Bibliographic record
Abstract
15-deoxy-delta 12,14-prostaglandin J2 (15d-PGJ2) is an anti-inflammatory/anti-neoplastic prostaglandin that functions through covalent binding to cysteine residues of various target proteins. We previously showed that 15d-PGJ2 mediated anti-inflammatory responses are dependent on the translational inhibition through its interaction with eIF4A (Kim et al., 2007). Binding of 15d-PGJ2 to eIF4A specifically blocks the interaction between eIF4G and eIF4A, which leads to the formation of stress granules (SGs), which then cluster mRNAs with inhibited translation.
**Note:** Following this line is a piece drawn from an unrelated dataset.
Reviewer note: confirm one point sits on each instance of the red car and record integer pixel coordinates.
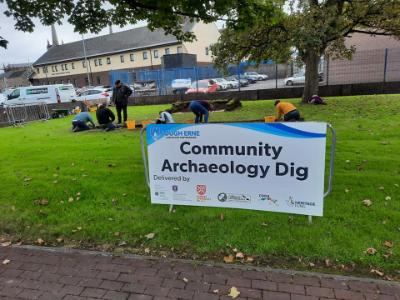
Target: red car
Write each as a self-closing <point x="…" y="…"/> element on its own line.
<point x="202" y="86"/>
Here, we show that the binding between 15d-PGJ2 and eIF4A specifically blocks the interaction between the MIF4G domain of eIF4G and eIF4A. To reveal the mechanism of this interaction, we used computational simulation-based docking studies and identified that the carboxyl tail of 15d-PGJ2 could stabilize the binding of 15d-PGJ2 to eIF4A through arginine 295 of eIF4A, which is the first suggestion that the 15d-PGJ2 tail plays a physiological role. Interestingly, the putative 15d-PGJ2 binding site on eiF4A is conserved across many species, suggesting a biological role. Our data propose that studying 15d-PGJ2 and its targets may uncover new therapeutic approaches in anti-inflammatory drug discovery.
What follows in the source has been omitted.